News ID: 216109
Published: 0455 GMT June 02, 2018

Study: Phone app that screens for autism in children is beneficial

Study: Phone app that screens for autism in children is beneficial
An iPhone app creates landmarks on the child’s face for software analysis of facial expressions in screening for signs of autism Photo courtesy of Duke University. (UPI)

An iPhone app that screens for signs of autism in young children was found to be scientifically reliable, easy to use and supported by caregivers, according to a study.

In 2015, researchers and software developers from Duke University and the Duke Medical Center introduced the free iOS app. In one year, the app was downloaded more than 10,000 times, upi.com reported.

Duke researcher’s analyzed data from 1,756 families with children aged one to six years about the success of the app over one year. Their findings were published in the journal npj Digital Medicine.

Autism spectrum disorder affects one in 59 children in the United States, according to the latest data from the Centers for Disease Control and Prevention.

"Current tools for objectively measuring young children's observed behaviors are expensive, time-consuming, and require extensive training and professional administration," the researchers wrote.

"To address this gap, we developed mobile technology to collect videos of young children while they watched movies designed to elicit autism-related behaviors and then used automatic behavioral coding of these videos to quantify children's emotions and behaviors."

For example, after a short movie of bubbles floating across the screen, the video-coding algorithm looks for movements of the face that would indicate joy.
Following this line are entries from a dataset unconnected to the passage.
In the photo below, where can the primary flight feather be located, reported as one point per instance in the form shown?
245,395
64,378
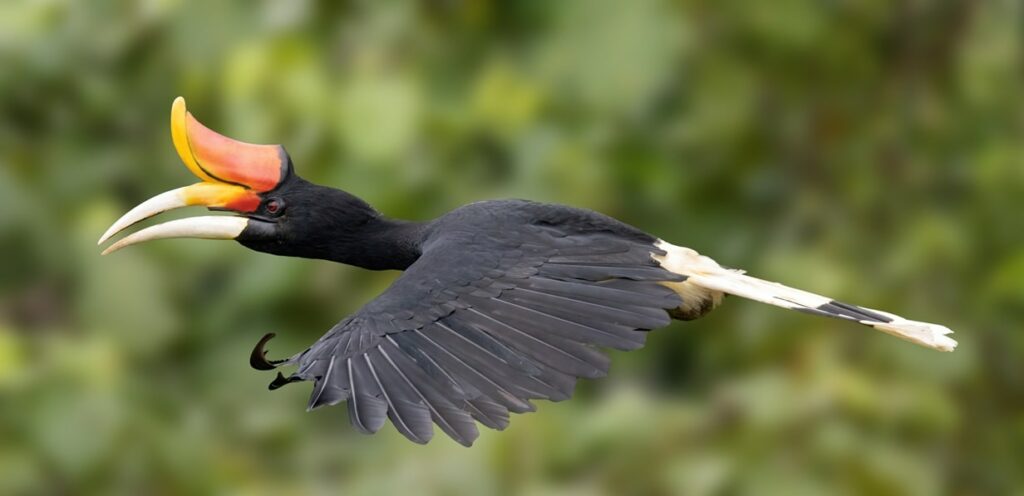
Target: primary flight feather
500,302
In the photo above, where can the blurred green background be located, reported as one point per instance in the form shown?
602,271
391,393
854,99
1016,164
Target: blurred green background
871,151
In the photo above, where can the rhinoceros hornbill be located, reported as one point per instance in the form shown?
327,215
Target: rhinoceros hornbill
500,302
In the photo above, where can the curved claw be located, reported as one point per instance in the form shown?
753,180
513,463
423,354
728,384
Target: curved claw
282,380
258,359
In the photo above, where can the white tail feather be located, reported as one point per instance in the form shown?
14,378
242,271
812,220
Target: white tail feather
705,273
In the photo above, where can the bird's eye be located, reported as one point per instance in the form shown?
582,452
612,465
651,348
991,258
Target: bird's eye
274,207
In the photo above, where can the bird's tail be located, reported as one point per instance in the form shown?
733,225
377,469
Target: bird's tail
705,273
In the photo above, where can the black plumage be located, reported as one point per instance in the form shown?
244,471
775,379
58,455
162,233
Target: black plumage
500,303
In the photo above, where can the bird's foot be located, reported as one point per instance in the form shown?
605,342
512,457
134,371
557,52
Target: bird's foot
258,359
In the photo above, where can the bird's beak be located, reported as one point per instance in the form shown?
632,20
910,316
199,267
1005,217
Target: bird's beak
233,174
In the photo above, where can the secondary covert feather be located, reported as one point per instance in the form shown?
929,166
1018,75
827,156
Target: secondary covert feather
500,302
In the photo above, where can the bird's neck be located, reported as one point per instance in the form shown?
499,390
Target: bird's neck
382,244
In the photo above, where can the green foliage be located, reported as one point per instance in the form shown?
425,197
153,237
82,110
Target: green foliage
868,150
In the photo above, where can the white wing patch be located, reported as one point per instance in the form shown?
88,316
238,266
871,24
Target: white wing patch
706,279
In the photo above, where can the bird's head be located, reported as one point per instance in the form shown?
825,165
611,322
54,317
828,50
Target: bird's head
275,210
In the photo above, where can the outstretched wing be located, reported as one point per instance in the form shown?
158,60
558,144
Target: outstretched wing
484,322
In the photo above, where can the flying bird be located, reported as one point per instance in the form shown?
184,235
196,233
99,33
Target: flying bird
500,302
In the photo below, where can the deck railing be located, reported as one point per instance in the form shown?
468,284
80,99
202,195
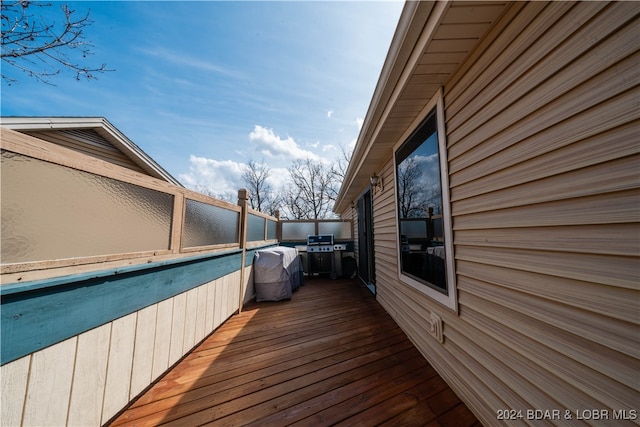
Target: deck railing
108,278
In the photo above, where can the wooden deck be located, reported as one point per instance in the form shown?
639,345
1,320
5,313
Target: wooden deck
330,356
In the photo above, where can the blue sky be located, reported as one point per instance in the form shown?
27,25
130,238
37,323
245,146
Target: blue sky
206,86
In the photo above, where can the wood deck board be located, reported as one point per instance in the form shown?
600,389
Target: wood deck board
330,356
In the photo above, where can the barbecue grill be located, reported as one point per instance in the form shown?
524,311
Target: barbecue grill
320,257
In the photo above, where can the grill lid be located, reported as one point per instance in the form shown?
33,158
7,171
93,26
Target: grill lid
320,239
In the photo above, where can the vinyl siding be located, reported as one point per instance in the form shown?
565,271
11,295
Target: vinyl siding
542,137
97,372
In the study, children whose parents rated their child as having a high number of autism symptoms showed less frequent expressions of joy in response to the bubbles.

Parents completed 5,618 surveys and uploaded 4,441 videos, 88 percent of which were usable.

Study co-leader Dr. Geraldine Dawson, director of the Duke Center for Autism and Brain Development, said, "This demonstrates the feasibility of this approach. Many caregivers were willing to participate, the data were high quality and the video analysis algorithms produced results consistent with the scoring we produce in our autism program here at Duke."

Each test took about 20 minutes to complete.

After completing the questionnaire, participating families received feedback from the app about what the child's apparent risk for autism might be. They were encouraged to seek consultation from medical professionals if parents reported a high level of autism symptoms.

"This technology has the potential to transform how we screen and monitor children's development," the researchers wrote.